Epoch Times a profondément exposée le Département du Front uni au fil des ans, ainsi que son service d'espionnage de soeur, le Bureau des affaires chinois d'outre-mer.

Et les cordes qui tirent Fung ne finissent pas là. EADAS écrit que Fung est aussi un gouverneur fondateur de la Fondation pour les échanges Chine-États-Unis (CUSEF), qui pose comme une organisation non politique et non gouvernementale.
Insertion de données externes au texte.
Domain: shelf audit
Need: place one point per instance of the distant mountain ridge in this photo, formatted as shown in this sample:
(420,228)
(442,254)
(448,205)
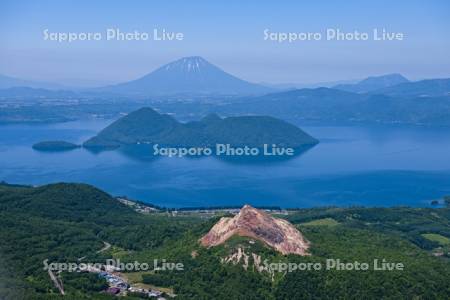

Encore, EADAS cite l'ancien vice-assistant du vice-président des États-Unis pour les affaires de sécurité nationale Aaron Friedberg indiquant qu'il a des liens avec le PCC et à l'armée chinoise.

Contrairement à ses prétentions à être «non-politique» et «non-gouvernementale,"Friedberg indique le CUSEF" est soutenu et conseillé par des entités liées au gouvernement, y compris l'Institut de Shanghai pour les études internationales et la [People’s Liberation Army] Académie des sciences militaires. "Friedberg note également l'CUSEF est" est financé par les magnats de Hong Kong et [chinois] entreprises publiques ."

EADAS résume nouveau «défi juridique» du PCC en notant qu'il est «évidemment rien, mais un truc pas cher de retarder la décision du tribunal avec une« organisation juridique «faux jetés ensemble par un avocat véreux pro-Pékin uniquement à cette fin."

Et le cas montre également un niveau de peur et de doute parmi les leaders du régime chinois, face à une affaire pendante qui sera officiellement exposer la fausseté de leurs prétentions à la mer de Chine méridionale et de donner un soutien international aux pays qui les opposent.